Monday, June 4, 2018

Collard Green Dip

Ingredients

  • 1 Tablespoon Olive Oil
  • 2 bunches Fresh Collard Greens, Rinsed And Chopped
  • 5 slices Bacon, Chopped (or, try vegetarian bacon!)
  • 1/2 Sweet Onion, Chopped
  • 2 cloves Garlic, Chopped
  • ¼ cups Dry White Wine
  • 12 ounces, fluid Cream Cheese, Cut Into Pieces
  • 8 ounces, weight Sour Cream
  • ½ teaspoons Red Pepper Flakes
  • Kosher Salt And Pepper To Taste
  • ¾ cups Freshly Grated Parmesan, Divided

Instructions:

  • Heat olive oil in Dutch oven at medium heat. Add collard greens and cover, allowing to wilt for about 10 minutes, stirring as necessary. Remove to a separate bowl.
  • Cook bacon in the same Dutch oven over medium-high heat 5 to 6 minutes or until crisp; remove bacon, and drain on paper towels, reserving 1 tablespoon drippings in the Dutch oven.
  • Sauté onions in hot drippings until tender, about 4 – 5 minutes. Add garlic and saute for another 30 seconds. Pour in wine and cook 1 to 2 minutes, stirring to loosen particles from the bottom of the Dutch oven. Stir in collard greens, cream cheese, sour cream, red pepper flakes, and 1/2 cup Parmesan cheese. Season liberally with salt and pepper. Cook, stirring often, 6 to 8 minutes or until cream cheese is melted and mixture is thoroughly heated.
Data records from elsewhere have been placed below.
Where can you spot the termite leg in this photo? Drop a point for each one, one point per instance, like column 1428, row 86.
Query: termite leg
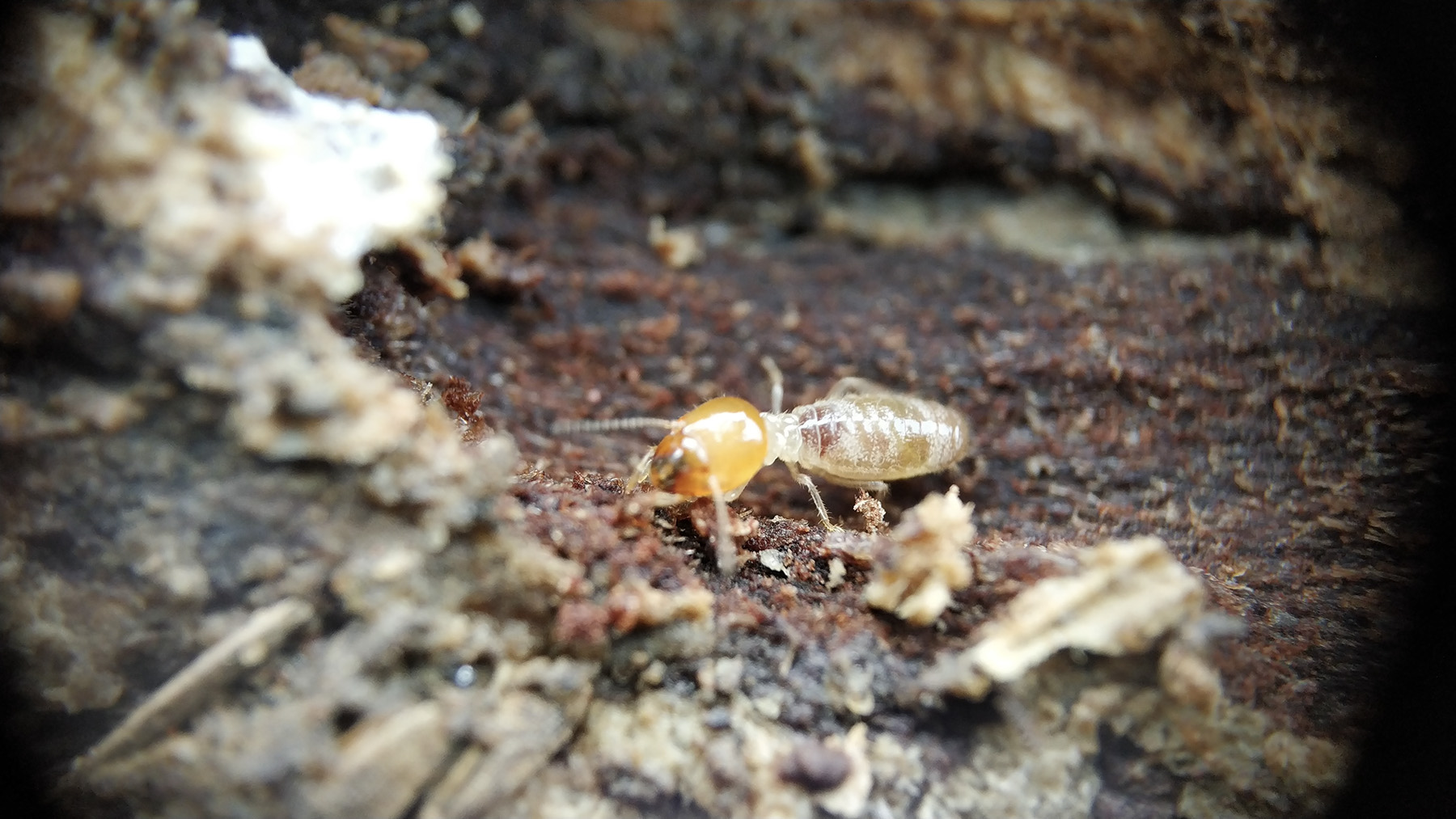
column 819, row 502
column 727, row 549
column 775, row 384
column 853, row 386
column 877, row 488
column 641, row 471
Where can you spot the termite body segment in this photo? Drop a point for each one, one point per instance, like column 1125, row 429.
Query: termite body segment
column 859, row 435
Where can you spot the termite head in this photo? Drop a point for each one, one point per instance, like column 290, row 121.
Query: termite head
column 722, row 440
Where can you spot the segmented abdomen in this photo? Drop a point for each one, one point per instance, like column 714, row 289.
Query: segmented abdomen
column 880, row 437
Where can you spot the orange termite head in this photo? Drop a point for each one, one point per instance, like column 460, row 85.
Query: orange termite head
column 722, row 440
column 679, row 464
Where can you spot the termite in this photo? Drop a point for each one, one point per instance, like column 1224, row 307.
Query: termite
column 858, row 435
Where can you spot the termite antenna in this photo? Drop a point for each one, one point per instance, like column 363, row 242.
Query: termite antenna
column 609, row 425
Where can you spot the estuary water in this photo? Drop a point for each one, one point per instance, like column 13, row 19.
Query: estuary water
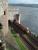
column 29, row 17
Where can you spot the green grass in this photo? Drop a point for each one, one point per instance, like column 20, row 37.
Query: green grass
column 19, row 43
Transfer to a lightly greased 1 1/2-qt. baking dish (I used a sour dough bread bowl). Sprinkle evenly with remaining 1/4 cup Parmesan cheese.
  • Broil 6 inches from heat 4 to 5 minutes or until cheese is lightly browned. Sprinkle evenly with bacon. Serve with toast points, pita bread, or tortilla chips. Yields 4 cups.